Posted by ESC on February 14, 2008 at 22:03:
In Reply to: Re: I would sooner eat dog... posted by Baceseras on February 14, 2008 at 16:38:
: : : Do phrases come under certain grammar categories such as "I would sooner eat dog sick than play football" in other words you would rather do something really disgusting than something thats not too bad. We would like to know if the above type of phrase has a name?
: : As far as I know, it's just a comparative expression, like "Some men would rather eat pizza than have sex." It may not obviously be a comparison, but "than" is used as it is in other comparisons. And it CAN be considered a comparison. Which would you rather do? Compared to playing football I'd rather eat dog-sick. (Is there really such a word as dog-sick?) It's quite possible that various technical terms are applied to the elements in the expression by linguists and grammarians, but as far as I know none are considered useful for ordinary purposes in the construction or analysis of sentences of this type. However, mine is a simplistic approach that you many not find useful.
: : SS
: As a comparison, it could possibly classed among the rhetorical tropes known as "syncrisis", but this could be faulted because your sample phrase simply takes advantage of the natural grammar of English ("rather ... than") rather than devising a "turn". An example of a true syncrisis should put the two halves of your comparison in parallel clauses, such as, "Let them play football if they like --- for that matter, let them eat dog sick if they like."
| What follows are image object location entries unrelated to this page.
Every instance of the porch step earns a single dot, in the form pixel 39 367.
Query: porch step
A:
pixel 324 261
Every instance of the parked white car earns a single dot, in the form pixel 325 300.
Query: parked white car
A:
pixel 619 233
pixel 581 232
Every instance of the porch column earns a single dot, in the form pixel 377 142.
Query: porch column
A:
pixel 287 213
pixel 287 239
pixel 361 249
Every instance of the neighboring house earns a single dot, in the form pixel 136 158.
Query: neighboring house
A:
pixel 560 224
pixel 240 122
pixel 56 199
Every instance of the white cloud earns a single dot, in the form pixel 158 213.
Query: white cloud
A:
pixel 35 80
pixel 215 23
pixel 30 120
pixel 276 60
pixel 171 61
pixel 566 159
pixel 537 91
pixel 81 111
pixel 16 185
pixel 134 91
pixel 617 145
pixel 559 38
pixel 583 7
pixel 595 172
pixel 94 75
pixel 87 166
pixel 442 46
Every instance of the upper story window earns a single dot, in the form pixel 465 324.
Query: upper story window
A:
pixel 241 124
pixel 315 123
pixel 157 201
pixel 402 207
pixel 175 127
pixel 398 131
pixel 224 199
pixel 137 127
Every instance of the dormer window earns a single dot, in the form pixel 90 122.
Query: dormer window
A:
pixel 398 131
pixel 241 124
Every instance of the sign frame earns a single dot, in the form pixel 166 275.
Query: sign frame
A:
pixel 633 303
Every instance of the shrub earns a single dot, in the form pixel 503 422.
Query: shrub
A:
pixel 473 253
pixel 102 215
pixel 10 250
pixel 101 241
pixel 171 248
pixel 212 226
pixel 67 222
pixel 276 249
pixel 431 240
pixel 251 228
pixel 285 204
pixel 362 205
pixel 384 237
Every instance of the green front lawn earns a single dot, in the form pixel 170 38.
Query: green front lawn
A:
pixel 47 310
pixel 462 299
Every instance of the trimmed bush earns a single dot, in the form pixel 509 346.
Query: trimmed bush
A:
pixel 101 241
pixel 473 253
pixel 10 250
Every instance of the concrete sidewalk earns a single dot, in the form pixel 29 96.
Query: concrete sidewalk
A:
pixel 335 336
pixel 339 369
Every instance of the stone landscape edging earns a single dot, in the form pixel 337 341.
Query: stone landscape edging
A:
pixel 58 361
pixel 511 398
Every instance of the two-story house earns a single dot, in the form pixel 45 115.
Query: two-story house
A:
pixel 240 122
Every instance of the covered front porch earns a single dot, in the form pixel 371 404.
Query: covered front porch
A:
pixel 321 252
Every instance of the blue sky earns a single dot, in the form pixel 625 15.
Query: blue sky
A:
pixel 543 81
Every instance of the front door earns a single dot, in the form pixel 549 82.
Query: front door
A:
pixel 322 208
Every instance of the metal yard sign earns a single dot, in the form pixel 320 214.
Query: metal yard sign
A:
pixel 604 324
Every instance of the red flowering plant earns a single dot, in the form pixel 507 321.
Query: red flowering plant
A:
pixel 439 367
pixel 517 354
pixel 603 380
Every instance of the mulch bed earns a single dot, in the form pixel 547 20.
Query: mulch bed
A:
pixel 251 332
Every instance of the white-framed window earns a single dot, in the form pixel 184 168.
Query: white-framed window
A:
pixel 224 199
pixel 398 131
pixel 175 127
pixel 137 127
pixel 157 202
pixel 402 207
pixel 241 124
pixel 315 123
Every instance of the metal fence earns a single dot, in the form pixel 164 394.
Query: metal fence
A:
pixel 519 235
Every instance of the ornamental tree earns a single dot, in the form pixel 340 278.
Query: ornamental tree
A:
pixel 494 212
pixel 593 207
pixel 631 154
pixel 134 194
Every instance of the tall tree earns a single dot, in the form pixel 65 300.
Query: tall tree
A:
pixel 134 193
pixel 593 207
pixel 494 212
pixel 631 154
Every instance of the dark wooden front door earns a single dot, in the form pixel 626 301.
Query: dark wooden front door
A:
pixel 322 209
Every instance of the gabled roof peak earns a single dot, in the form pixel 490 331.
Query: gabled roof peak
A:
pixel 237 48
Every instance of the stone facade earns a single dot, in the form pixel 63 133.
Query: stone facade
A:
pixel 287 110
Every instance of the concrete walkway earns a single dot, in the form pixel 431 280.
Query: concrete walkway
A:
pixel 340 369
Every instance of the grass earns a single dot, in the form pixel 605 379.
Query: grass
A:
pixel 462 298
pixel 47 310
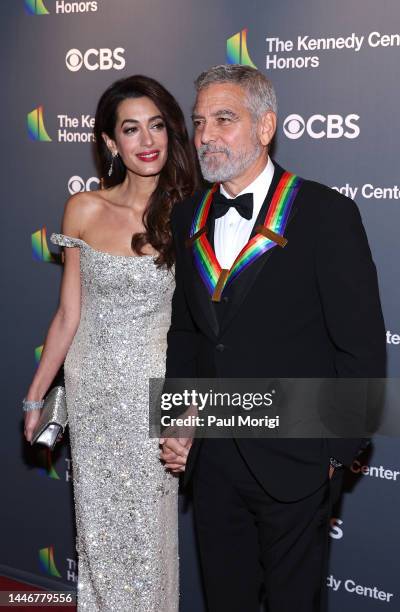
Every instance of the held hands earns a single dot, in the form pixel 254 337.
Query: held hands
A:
pixel 175 450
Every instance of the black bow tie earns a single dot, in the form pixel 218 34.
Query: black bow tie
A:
pixel 242 203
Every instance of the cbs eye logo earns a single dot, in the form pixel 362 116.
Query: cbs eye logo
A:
pixel 76 184
pixel 95 59
pixel 322 126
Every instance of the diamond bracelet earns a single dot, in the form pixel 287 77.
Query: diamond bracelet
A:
pixel 31 405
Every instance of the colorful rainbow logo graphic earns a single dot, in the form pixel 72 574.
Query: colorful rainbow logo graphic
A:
pixel 236 50
pixel 36 7
pixel 46 562
pixel 47 468
pixel 40 250
pixel 36 129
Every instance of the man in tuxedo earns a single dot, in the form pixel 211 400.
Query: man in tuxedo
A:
pixel 302 303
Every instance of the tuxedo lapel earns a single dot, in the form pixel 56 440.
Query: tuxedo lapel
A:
pixel 241 285
pixel 202 304
pixel 203 307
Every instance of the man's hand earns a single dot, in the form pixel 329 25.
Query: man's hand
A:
pixel 174 453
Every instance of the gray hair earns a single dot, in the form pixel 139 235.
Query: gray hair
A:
pixel 261 96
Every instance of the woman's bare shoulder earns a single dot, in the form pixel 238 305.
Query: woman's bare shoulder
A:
pixel 81 209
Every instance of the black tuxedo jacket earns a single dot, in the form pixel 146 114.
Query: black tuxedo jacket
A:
pixel 311 309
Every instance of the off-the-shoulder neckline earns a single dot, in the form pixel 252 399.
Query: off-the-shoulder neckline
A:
pixel 104 252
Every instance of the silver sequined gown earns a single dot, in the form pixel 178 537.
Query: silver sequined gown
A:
pixel 125 502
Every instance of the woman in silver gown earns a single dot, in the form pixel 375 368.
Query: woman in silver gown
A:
pixel 111 328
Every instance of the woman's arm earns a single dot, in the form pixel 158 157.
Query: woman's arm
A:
pixel 65 322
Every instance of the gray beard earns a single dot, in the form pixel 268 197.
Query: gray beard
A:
pixel 235 164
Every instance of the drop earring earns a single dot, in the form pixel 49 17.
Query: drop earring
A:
pixel 111 168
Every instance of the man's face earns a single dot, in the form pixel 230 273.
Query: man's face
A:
pixel 225 132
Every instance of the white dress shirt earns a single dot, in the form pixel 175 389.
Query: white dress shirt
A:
pixel 232 231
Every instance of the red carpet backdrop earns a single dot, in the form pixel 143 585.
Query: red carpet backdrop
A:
pixel 336 69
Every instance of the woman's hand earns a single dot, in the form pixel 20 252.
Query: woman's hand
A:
pixel 31 420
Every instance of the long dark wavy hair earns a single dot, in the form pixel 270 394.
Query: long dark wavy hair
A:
pixel 177 179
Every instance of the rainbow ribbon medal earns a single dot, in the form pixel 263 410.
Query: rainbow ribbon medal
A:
pixel 268 235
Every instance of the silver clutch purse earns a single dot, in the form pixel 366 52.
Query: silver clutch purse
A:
pixel 53 419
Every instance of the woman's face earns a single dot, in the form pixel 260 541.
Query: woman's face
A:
pixel 141 137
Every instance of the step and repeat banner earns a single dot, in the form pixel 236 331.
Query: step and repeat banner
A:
pixel 336 69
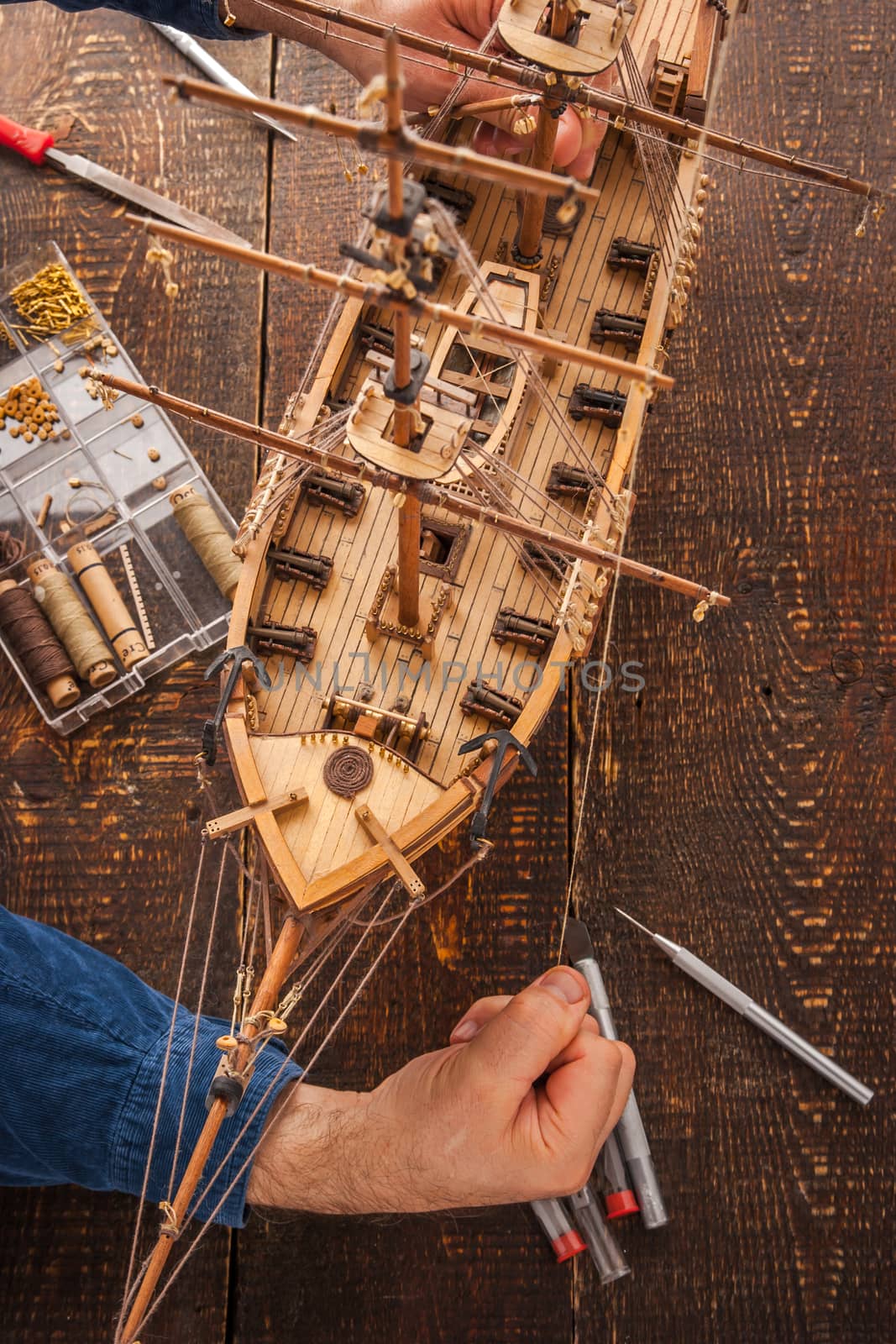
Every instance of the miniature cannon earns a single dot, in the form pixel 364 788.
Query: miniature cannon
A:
pixel 597 403
pixel 296 642
pixel 566 481
pixel 634 255
pixel 322 488
pixel 617 327
pixel 309 569
pixel 519 628
pixel 495 706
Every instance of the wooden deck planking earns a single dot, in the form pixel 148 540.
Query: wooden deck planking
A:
pixel 490 573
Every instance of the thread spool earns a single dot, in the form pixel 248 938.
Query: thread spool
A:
pixel 208 538
pixel 105 600
pixel 36 647
pixel 74 628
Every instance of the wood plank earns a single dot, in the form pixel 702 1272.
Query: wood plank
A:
pixel 763 839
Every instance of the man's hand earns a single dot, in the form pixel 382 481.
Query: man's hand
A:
pixel 463 24
pixel 516 1108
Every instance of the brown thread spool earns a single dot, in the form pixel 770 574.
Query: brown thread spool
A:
pixel 40 654
pixel 208 538
pixel 74 628
pixel 105 600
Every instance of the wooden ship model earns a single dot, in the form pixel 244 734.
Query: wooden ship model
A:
pixel 441 517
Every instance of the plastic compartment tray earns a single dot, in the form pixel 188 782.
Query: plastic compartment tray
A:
pixel 102 472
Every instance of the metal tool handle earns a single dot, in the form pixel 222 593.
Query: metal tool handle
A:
pixel 711 980
pixel 809 1055
pixel 607 1258
pixel 27 141
pixel 631 1126
pixel 558 1229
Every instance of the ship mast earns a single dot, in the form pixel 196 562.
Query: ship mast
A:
pixel 527 249
pixel 406 417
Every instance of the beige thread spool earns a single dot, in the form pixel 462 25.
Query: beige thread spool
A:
pixel 208 538
pixel 74 628
pixel 107 602
pixel 60 690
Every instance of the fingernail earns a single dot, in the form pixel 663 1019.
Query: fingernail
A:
pixel 563 985
pixel 465 1030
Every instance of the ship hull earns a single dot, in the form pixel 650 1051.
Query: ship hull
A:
pixel 363 694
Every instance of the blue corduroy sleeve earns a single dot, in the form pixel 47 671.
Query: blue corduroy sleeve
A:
pixel 83 1043
pixel 201 18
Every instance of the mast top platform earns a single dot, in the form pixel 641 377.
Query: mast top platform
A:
pixel 593 33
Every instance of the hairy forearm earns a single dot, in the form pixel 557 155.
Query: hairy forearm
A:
pixel 311 1155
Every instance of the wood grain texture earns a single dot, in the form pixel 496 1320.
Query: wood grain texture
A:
pixel 741 803
pixel 745 800
pixel 98 835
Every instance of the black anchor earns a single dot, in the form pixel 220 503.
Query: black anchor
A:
pixel 242 654
pixel 504 741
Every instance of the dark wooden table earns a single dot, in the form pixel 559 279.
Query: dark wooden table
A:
pixel 743 801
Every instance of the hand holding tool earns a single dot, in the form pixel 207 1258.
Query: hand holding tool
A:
pixel 631 1126
pixel 38 148
pixel 750 1010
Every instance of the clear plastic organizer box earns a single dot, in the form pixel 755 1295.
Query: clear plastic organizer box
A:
pixel 105 476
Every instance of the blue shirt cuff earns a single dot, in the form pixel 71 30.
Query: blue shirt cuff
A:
pixel 130 1142
pixel 199 18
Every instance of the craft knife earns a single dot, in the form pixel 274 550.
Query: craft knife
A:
pixel 750 1010
pixel 38 147
pixel 631 1126
pixel 219 74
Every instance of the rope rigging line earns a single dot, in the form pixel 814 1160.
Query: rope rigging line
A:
pixel 311 1063
pixel 196 1018
pixel 130 1284
pixel 490 492
pixel 469 269
pixel 551 510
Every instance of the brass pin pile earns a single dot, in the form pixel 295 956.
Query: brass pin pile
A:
pixel 29 403
pixel 51 302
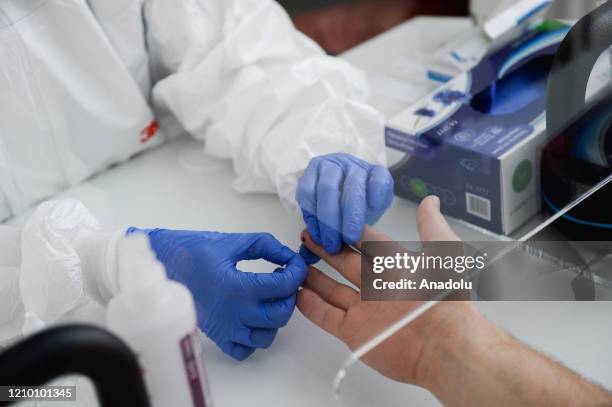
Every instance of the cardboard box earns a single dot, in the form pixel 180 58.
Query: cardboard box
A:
pixel 476 141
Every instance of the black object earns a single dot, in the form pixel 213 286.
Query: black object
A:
pixel 77 349
pixel 567 170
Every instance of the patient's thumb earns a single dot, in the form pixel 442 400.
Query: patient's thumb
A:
pixel 431 225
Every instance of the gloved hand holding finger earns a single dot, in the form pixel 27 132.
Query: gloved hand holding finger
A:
pixel 338 195
pixel 239 311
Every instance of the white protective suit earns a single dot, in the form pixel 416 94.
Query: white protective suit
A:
pixel 84 84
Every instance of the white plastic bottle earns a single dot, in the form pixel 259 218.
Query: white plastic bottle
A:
pixel 156 318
: This comparison implies a reaching beyond mere dislike (your true feeling about football) all the way to disgust (your exaggerated expression of this dislike). Exaggeration for effect is called hyperbole.
: The introduction of terms intended to provoke disgust is sometimes called cacozelia --- although caution with using this word: 'cacozelia' also, and in fact primarily, means *inadvertently* causing disgust by unnecessarily using rare words.
I would rather be dragged through hell backwards.